Saturday, May 11, 2013

Hold Tight to the ones you love

   Dave is out in the field, as he has been most of the weekends that we have been here in Hawaii.  It is a lot nicer now that I have the house and am no longer stuck in the hotel all the time while he is at work.  We decided to have a fun day that started at 630 am since we had to take Dave to work.  We made homemade caramel rolls for breakfast, washed the car, took showers and baths, waited for the moving guys to come and remove the rest of the boxes from the yard, went to the PX and got a gift for a friends kid, got Dallas' haircut, and I took them to a birthday party of a family we hadn't met yet.  It was a nice long, hectic day. 
    While I was at the party, I got a phone call, that made the whole day change, but made me happy to have spent it with my kids, watching them have fun all day.  I miss my job there and all the kids and the students.  There was an accident with one of the students that I had this year in 6th grade.  He didn't make it and passed away.  It was so sad, and is still hard to believe that it is real.  This boy was always in a little bit of trouble, but it was believed that it was because he was so close to his dad, and his dad was deployed and finally made it home around the time that I moved here, just a couple months ago.  He loved his dad and it showed each day.  His binder for school had photos taped all over it of his dad and him.  Memories that they made, and things that his dad did in the army.  When him and I were walking somewhere in the school, or working on a project, he often got distracted and didn't really want to talk about a lot of things.  Until you asked about his dad and his binder.  He always had a story about his dad and his face lit up when you asked him.  He was a bit of a jokster, and usually had a smile on his face. I can still see that little smile of his. Weather it was a joking smile or a fun loving smile. He is most certainly of the kids that makes an impression on you. 
    He will be missed dearly.  My heart hurts for the fact that I can not be there with the people that it know are hurting as I am hurting.  I know that the kids are all going to miss him dearly.  I know that the teacher that I worked with knew him as more than a student and his family was friends with theirs.  It is most certainly a tragedy.  How having family fun can change in the blink of an eye.  How a little life can end right in front of their parents.  You just never know when your last day is.  You don't know when god will call those you love home.  How horrific it must have been for the family to have to watch all this unfold on a little family trip. They left for the weekend thinking that they were all returning on Sunday, and now they have to go home with one less child.  No matter what, no parent should have to bury their child.
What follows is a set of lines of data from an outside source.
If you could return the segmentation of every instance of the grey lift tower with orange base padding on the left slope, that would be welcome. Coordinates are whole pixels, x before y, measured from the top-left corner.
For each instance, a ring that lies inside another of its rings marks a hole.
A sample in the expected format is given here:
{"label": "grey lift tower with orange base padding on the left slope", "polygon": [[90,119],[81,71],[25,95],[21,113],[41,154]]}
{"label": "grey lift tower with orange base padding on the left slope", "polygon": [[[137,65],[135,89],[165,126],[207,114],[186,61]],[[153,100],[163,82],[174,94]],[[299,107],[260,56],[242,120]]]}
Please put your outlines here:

   Sometimes this army life is crazy, and there is nothing you can do.  When things like this happen to the people that you love, when they are hurting and there is nothing you can do about it.  You can not always control where you go in the military, and you can't take all those people that you love with you when you do have to leave places.  You don't get to see family all the time, and when things like this happen it sucks even more when your husband is at work. I know that some people have spouses that have gone on an overnight trip or sometimes come home late from work.  It is not at all the same.  I used to be one of those spouses.  You say you understand, but in my head a giggle, because you have no idea.  Right now, I can hear my husbands unit out there firing weapons.  My windows are shaking.  There out there training for war with very deadly weapons.  Things can happen at any time.  Some people will never understand. I feel for this family, and pray for their strength to get through all this.
    I am glad to say that I spent the day with my kids and they are in bed safe and sound.  For some reason, I feel guilty about it, because there is a family that is dealing with something very difficult tonight.  Hold those you love very very close.  Know that this could be your last day, or the last thing you say to someone you love.  Make sure they know that you love them and are there for them.  Make sure you laugh and smile all day. Make an impression on people, and be there for them when you can.  You just never know.